O estado das taxas de juro ainda em ambiente de zero lower bound convida ao aproveitamento de oportunidades de endividamento e sobretudo das condições de ida ao mercado da Comissão Europeia. Mas não deve ignorar-se que a ideia de que a ida da Comissão Europeia ao mercado será tratada como uma espécie de empréstimo perpétuo é coisa que não está assumida e que dificilmente os países do Norte aceitarão. Por isso, a Comissão Europeia terá que encontrar condições para fazer repercutir nos Estados-membros o empréstimo agora contraído. O aproveitamento das já referidas condições do zero lower bound não é homogéneo para todos os países e os que estão mais endividados (não só apenas em termos de dívida pública mas também em termos de dívida total) como Portugal terão que o utilizar com maior cautela. A posição do Governo pareceu-me sensata nesta matéria.

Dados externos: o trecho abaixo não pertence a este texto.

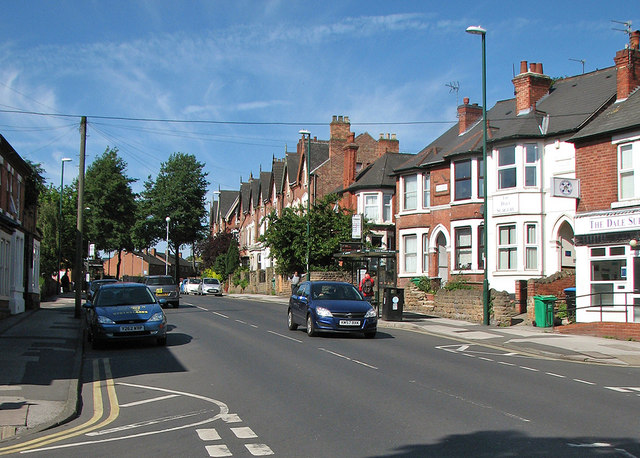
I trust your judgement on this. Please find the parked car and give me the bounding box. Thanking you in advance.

A estrutura de controlo dos fundos criada pelo Executivo é suficiente ou partilha dos receios do Presidente da República de uma excessiva disparidade no controlo?
A questão do controlo (e da governação do PRR) será sempre determinada pela necessidade de equilíbrio entre fiabilidade e ritmo de execução e cumprimento do alcance estratégico do documento com garantia de qualidade dos projetos. O aspeto sobre o qual tenho mais dúvidas é o da territorialização do PRR. Uma boa articulação entre o PRR e a programação pluri-anual do PT 2030 dificilmente será conseguida com um processo fortemente centralizado (o PRR) e outro territorializado como o PT 2030. Ao contrário do que muito boa gente pensa, centralismo de governação destes processos não significa necessariamente maior rigor e capacidade de execução.

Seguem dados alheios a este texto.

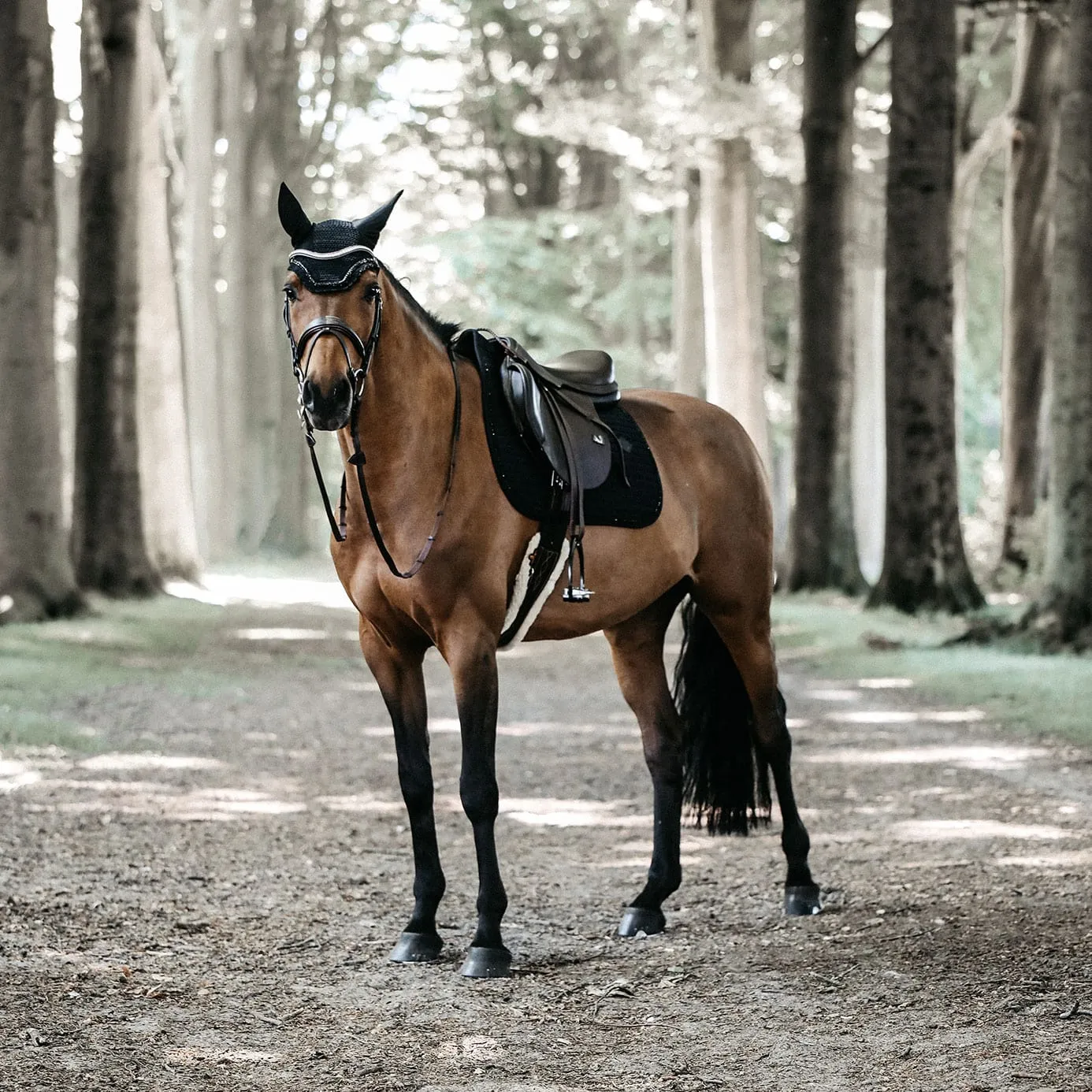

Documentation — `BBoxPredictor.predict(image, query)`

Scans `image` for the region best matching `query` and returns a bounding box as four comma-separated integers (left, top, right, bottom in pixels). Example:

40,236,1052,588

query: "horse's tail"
675,600,781,834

Politicamente o Governo saiu beliscado por não ter logo de início revelado todas as milestones e reformas negociadas com Bruxelas?

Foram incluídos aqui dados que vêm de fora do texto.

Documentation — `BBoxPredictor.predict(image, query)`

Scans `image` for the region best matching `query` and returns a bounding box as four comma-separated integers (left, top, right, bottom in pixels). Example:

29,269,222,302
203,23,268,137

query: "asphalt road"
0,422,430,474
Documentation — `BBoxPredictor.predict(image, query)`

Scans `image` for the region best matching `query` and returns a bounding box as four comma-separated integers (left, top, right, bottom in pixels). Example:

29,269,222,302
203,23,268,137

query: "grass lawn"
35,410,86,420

Não diria propriamente beliscado, porque nas condições em que a oposição tem navegado o beliscão é praticamente irrelevante. Mas considero uma má prática. O Governo podia ter muito bem divulgado que estava a negociar alguns aspetos de operacionalização do PRR não publicados na última versão oficial divulgada. É um direito que assiste ao Governo na sua estratégia de negociação. A má prática é ter contribuído para uma certa suspeição que não aproveita a ninguém e no fim de contas em matérias que, vistas pelas lentes da suspeição, têm um significado e que depois de publicados esvaziam toda a controvérsia. Estas más práticas são perniciosas não propriamente pelo teor intrínseco das mesmas, mas sobretudo pelo tempo que fazem perder e pelos desvios face ao que interessa debater. Mas temos de convir que não é a primeira vez que o Governo entra por este caminho.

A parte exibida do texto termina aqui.